Adjustability has long been a cornerstone of prosthetic device design, and similar features can be incorporated into orthotic devices for patients whose needs may change, Barner said.

“We consider those from the get-go if we clearly anticipate the patient either improving or worsening,” he said.

Modifying an orthotic device to make it smaller, more flexible, or less supportive is usually easier than trying to make a device larger or more rigid, Barner said.

“If a patient’s condition worsens even with the orthosis and they begin to need something more substantial, we either need to add to the brace or make an entirely different one to give support,” he said.

That might mean, for example, transitioning from an AFO to a KAFO (knee ankle foot orthosis) to improve stability during standing and walking despite weakened muscles.

Research needed

Clinical support for sequential orthotic management so far is outpacing the publication of scientific evidence on which to base decisions related to device progression. But there are also signs that this may be starting to change.

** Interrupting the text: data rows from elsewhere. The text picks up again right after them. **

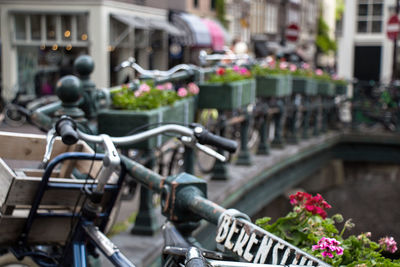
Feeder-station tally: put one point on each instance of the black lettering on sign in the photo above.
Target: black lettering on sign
(256, 245)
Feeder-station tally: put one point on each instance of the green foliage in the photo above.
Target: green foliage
(126, 99)
(323, 41)
(339, 9)
(220, 10)
(303, 229)
(258, 70)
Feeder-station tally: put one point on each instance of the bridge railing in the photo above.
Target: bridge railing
(376, 106)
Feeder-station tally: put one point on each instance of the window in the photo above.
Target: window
(212, 4)
(271, 18)
(369, 16)
(50, 29)
(46, 46)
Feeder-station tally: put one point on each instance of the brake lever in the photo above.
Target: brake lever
(188, 141)
(50, 138)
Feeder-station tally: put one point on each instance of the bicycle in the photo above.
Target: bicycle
(91, 221)
(184, 203)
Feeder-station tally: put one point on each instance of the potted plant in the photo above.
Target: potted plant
(273, 80)
(309, 228)
(147, 106)
(341, 85)
(227, 89)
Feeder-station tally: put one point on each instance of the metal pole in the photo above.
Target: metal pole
(394, 64)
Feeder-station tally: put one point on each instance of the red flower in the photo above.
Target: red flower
(220, 71)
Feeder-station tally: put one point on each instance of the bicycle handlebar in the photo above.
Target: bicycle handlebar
(66, 128)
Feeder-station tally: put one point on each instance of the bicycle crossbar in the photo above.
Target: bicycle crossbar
(242, 237)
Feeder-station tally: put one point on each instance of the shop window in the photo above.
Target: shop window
(82, 22)
(51, 29)
(66, 27)
(39, 68)
(212, 4)
(271, 18)
(35, 27)
(369, 16)
(47, 44)
(20, 22)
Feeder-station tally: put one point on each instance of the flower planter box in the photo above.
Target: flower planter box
(116, 122)
(305, 86)
(326, 88)
(274, 86)
(341, 89)
(227, 96)
(20, 179)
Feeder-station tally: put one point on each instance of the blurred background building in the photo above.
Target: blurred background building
(40, 39)
(364, 50)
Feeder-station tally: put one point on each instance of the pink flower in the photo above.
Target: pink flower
(388, 244)
(244, 71)
(168, 86)
(315, 205)
(306, 66)
(328, 246)
(144, 87)
(272, 63)
(193, 88)
(182, 92)
(138, 93)
(220, 71)
(319, 72)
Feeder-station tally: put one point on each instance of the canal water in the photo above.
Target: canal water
(368, 193)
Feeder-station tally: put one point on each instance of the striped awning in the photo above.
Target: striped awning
(147, 23)
(196, 32)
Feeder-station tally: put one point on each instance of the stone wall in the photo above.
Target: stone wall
(368, 193)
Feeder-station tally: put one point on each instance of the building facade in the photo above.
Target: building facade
(364, 50)
(269, 20)
(40, 40)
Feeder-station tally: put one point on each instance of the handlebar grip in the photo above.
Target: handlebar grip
(66, 128)
(194, 258)
(196, 262)
(206, 138)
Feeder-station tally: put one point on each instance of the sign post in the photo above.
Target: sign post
(393, 28)
(292, 32)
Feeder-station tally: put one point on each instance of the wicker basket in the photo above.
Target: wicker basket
(19, 180)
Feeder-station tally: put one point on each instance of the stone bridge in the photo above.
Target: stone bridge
(250, 188)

A recent meta-analysis8 of foot care interventions for patients with JIA called for more well-designed clinical trials to suss out the relative benefits of various orthotic interventions for pediatric patients and help develop clinical standards. Specifically, the panel suggested investigation of how use of foot care management options can be improved to increase therapeutic effect−findings that could potentially help shape the future of sequential orthotic management.

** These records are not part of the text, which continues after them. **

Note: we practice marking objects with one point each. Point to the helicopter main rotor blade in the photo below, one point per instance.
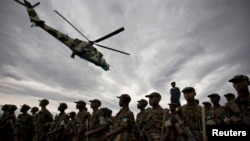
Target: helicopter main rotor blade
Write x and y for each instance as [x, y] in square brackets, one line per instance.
[112, 49]
[110, 34]
[71, 24]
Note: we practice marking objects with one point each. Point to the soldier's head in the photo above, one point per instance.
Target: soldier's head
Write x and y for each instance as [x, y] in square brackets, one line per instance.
[240, 83]
[24, 108]
[43, 102]
[124, 99]
[172, 107]
[189, 93]
[34, 109]
[154, 98]
[12, 108]
[80, 104]
[229, 96]
[214, 97]
[62, 107]
[173, 84]
[197, 101]
[142, 103]
[5, 107]
[95, 103]
[72, 115]
[207, 104]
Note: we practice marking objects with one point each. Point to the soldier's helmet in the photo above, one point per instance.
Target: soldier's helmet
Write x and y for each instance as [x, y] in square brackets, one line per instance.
[145, 102]
[72, 114]
[229, 95]
[12, 108]
[81, 102]
[5, 107]
[154, 94]
[188, 89]
[63, 105]
[96, 101]
[239, 77]
[25, 107]
[34, 109]
[206, 103]
[44, 101]
[126, 97]
[213, 95]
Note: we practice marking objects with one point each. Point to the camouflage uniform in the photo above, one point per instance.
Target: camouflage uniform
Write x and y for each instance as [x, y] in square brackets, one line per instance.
[124, 118]
[96, 121]
[155, 118]
[24, 125]
[82, 118]
[154, 122]
[60, 120]
[190, 116]
[217, 113]
[242, 110]
[44, 118]
[70, 127]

Hank Black is a freelance writer in Birmingham, AL.

REFERENCES
  1. Herrin K, Geil M. A comparison of orthoses in the treatment of idiopathic toe walking: a randomized controlled trial. Prost Orthot Int 2016;40(2):262-269.
  2. Williams CM, Michalitsis J, Murphy A, et al. Do external stimuli impact the gait of children with idiopathic toe walking? A study protocol for a within-subject randomized control trial. BMJ Open 2013;3(3).
  3. James AM, Williams CM, Haines TP. Effectiveness of footwear and foot orthoses for calcaneal apophysitis: A 12-month factorial randomized trial. Br J Sports Med 2016;50(20):1268-1275.
  4. Hendry GJ, Watt GF, Brandon M, et al. The effectiveness of a multidisciplinary foot care program for children and adolescents with juvenile idiopathic arthritis: an exploratory trial. J Rehabil Med 2013;45(5):467-476.
  5. Magni-Manzoni S, Collado P, Jousse-Joulin S, et al. Current state of musculoskeletal ultrasound in pediatric rheumatology: results of an international survey. Rheumatology 2014;53(3):491-496.
  6. Grassi W, Salaffi F, Filippucci E: Ultrasound in rheumatology. Best Pract Res Clin Rheumatol 2005;19(3):467-485.
  7. Fairburn PS, Panagamuwa B, Falkonakis A, et al. The use of multidisciplinary assessment and scientific measurement in advanced juvenile idiopathic arthritis can categorise gait treatments and guide treatment. Arch Dis Child 2002;87:160-165.
  8. Brosseau L, Toupin-April K, Wells G, et al. Ottawa panel evidence-based clinical practice guidelines for foot care in the management of juvenile idiopathic arthritis. Arch Phys Med Rehabil. 2016;97(7):1163-1181.